We have been continuously at war since 9/11 if not before and Americans no longer are, you know, you don't have to do anything in your life, you don't have to worry about it. It's not, it doesn't seem to be part of your life. I mean, of course wars do come home, but it's not obvious for most people if you aren't connected to somebody close in the military, it's not obvious. And the drone is the, is a wonderful symbol of that because it's a plane without a pilot. I mean, there is a pilot thousands of miles away and there's another pilot closer who lands and takes it off. But basically it's a symbol of detachment.

So you get the all volunteer army more and more separated from the rest of society. You get a kind of warrior corporation culture that goes out with that army. You know, you get Blackwater, called Xe, called Academi, and they keep changing their name, you get various large corporations that go out and do building stuff for the army, you get KBR, formerly of Halliburton.

You've got all these warrior corporations that go out with them. So you have kind of a mobilized all volunteer army which is kind of, given its relation to the U.S. population, kind of like a foreign military. It's like a foreign, like the French Foreign Legion or something almost. You've got a mobilized corporate sector that goes out with it, you know. But the American people are left behind. I mean, George Bush famously said after 9/ll the thing we should do to prove our American-ness was to go to--

BILL MOYERS: Go shopping.

TOM ENGELHARDT: Go shopping.

BILL MOYERS: So what’s happened to small-d democracy? What does it mean to turn politics into a profit center?

TOM ENGELHARDT: How can it be “small d” democracy when you have a president in the year before he actually goes on the campaign trail is already spending, I think one out of every five days he has a fundraiser, and you don’t fundraise with me, you know?
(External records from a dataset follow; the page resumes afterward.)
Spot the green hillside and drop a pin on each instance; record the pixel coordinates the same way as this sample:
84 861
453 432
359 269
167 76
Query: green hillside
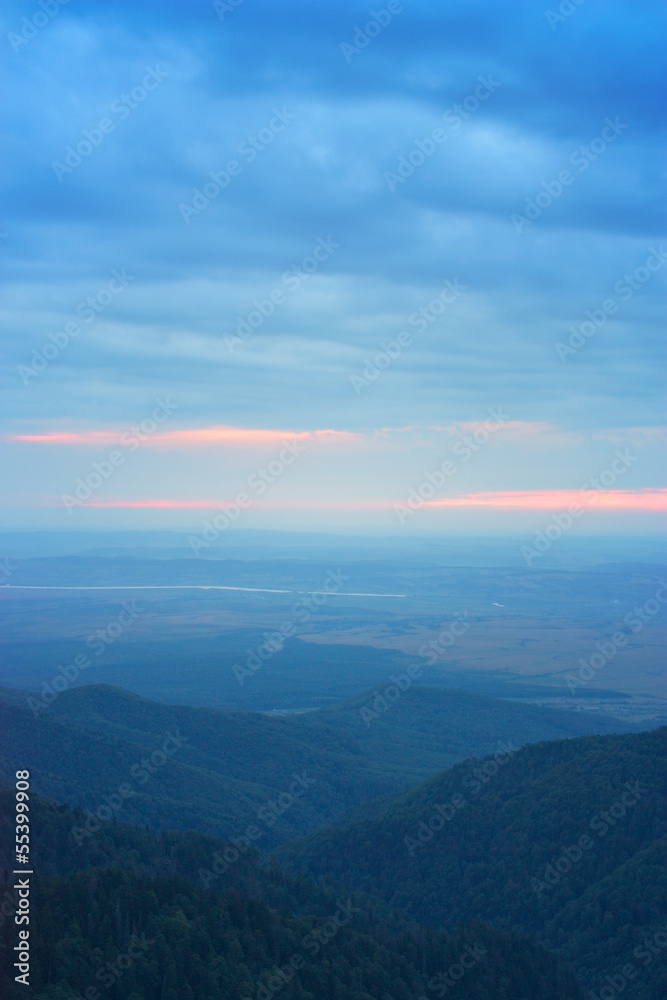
225 770
152 932
564 839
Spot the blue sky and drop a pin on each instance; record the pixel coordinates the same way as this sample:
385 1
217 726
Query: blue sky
415 211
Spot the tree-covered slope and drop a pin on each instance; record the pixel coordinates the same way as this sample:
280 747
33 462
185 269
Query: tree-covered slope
139 925
223 769
563 839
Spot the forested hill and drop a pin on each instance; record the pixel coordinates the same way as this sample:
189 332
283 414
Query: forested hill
223 769
563 839
142 926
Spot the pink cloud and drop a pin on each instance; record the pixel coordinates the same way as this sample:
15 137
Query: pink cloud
186 438
647 499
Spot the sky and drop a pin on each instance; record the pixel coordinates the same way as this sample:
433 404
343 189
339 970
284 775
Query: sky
333 266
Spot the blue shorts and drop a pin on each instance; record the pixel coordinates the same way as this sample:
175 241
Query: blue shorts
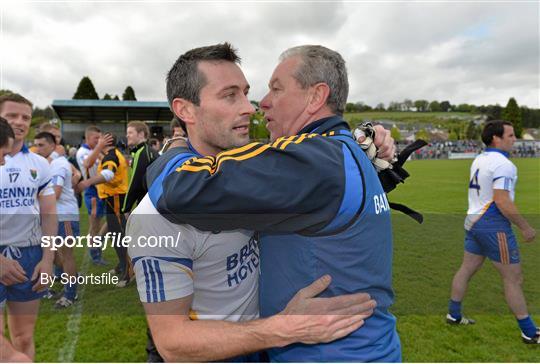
68 228
94 205
28 258
499 246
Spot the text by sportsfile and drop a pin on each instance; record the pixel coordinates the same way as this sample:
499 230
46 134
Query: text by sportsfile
111 239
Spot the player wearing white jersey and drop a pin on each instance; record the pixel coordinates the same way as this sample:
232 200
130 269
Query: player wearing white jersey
28 210
88 157
216 273
66 206
488 228
225 264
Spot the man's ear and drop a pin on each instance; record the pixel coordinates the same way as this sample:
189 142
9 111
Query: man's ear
184 110
319 96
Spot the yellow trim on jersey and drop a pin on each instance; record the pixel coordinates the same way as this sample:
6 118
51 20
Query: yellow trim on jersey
184 269
233 154
109 163
503 247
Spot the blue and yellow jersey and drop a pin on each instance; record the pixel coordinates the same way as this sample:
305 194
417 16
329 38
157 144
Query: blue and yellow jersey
320 209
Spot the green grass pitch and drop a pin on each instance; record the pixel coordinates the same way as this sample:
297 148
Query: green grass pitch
107 324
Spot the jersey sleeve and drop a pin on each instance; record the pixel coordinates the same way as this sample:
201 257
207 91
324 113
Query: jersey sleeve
503 177
110 162
294 184
137 187
163 273
60 173
45 177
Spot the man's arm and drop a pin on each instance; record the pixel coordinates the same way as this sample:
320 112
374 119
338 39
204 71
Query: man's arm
104 141
294 184
136 188
49 227
510 211
306 319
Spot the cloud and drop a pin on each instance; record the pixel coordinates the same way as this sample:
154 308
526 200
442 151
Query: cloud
463 52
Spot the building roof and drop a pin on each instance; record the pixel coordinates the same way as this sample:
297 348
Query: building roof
100 110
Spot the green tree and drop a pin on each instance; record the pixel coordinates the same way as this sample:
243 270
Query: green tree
407 104
394 132
86 90
452 135
512 113
350 107
472 131
422 134
421 105
129 94
446 106
434 106
5 92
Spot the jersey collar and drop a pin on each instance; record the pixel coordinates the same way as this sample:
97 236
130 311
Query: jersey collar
193 150
497 150
324 125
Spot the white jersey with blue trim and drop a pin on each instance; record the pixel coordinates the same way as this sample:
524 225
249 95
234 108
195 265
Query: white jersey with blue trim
66 205
490 170
220 270
24 176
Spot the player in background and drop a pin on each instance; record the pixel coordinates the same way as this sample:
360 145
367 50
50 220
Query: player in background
111 181
7 352
88 157
28 210
137 135
63 181
488 228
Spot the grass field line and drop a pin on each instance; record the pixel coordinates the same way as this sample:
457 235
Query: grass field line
67 352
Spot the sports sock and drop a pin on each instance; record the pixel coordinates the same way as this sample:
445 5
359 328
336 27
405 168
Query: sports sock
527 326
454 309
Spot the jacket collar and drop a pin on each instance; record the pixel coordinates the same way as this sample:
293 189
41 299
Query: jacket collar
324 125
497 150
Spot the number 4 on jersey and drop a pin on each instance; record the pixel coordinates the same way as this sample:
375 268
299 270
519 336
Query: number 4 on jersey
474 182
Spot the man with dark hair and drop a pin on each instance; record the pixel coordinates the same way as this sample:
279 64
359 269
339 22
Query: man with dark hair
6 139
7 352
88 157
488 228
293 190
177 128
28 210
67 209
111 181
137 135
208 283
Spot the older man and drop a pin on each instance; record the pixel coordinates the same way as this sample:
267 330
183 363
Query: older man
317 200
199 293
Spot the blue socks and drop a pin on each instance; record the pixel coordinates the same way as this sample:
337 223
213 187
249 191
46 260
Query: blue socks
454 309
527 326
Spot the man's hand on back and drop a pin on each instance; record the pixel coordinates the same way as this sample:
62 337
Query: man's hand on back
311 320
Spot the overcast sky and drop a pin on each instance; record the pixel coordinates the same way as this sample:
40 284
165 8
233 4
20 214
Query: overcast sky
464 52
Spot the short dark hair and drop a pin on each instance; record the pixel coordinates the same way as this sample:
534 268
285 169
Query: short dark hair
6 132
13 97
493 128
139 126
176 122
47 136
184 79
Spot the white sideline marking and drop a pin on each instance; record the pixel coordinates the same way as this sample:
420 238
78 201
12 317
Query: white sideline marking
67 352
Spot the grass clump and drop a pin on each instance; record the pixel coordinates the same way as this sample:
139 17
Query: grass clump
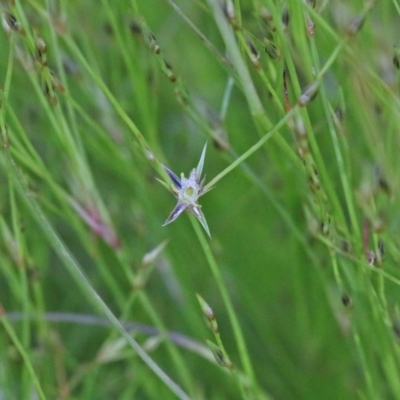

You fundraise with people with a lot of money, you fundraise with Wall Street, you fundraise with whatever, I mean, you fundraise with rich people, I mean money has, I mean, maybe in the gilded age, it hasn’t been since the gilded age that money’s played a role like this.

If you think about the period we’ve been through, it’s a period of for 30 years of growing inequality where basically money’s gone up, it’s risen in the society.

And it comes down in these election campaigns where the very rich corporations begin to craft messages, their election messages, for the American people. I mean, I’m not sure there’s ever been anything like this in our politics.

Certainly you had corrupt politicians, but the level of money, corruption and spectacle, you know, really has that Roman quality of bread and circuses. You know, ABC News this season has, I don't know what you call it, maybe, a logo that they use repeatedly and it's, "Your voice, your vote--"

NARRATOR: It’s a real battle. A nationwide tug of war, and your voice, your vote determines who wins.

TOM ENGELHARDT: --which always I see it and it always amuses me because. How can it be your voice, your vote and an estimated maybe $3 billion going into political consultants? I mean, that's someone else's voice and I don't even know if it's your vote even though, even if you're voting.

BILL MOYERS: What keeps you going against all the evidence?

TOM ENGELHARDT: Well, I'll tell, you know, in real life or in what once was real life I was a book editor. And late in his life I edited one of the greats of our world, I know you think so, and that's Studs Terkel. And one of the last books he wrote, he wrote it after his book on death was a book on hope. I loved that, I loved that he, that hope followed death in his pantheon. And in editing that book, you know, one of the things I noticed, it turned out that when he wrote his book on hope it was all about activists.

And the basic point he made was, you know, if you, in good times you could just be hopeful. You don't have to be an activist, you don't have to be an anything. You can be hopefully about your life. In bad times if you want to be hopeful you have to take a step. You've got to take some step to do something in the world. And in that sense TomDispatch is my medicine against despair. So what makes me hopeful is doing TomDispatch.

BILL MOYERS: Tom Engelhardt, thank you very much for being here.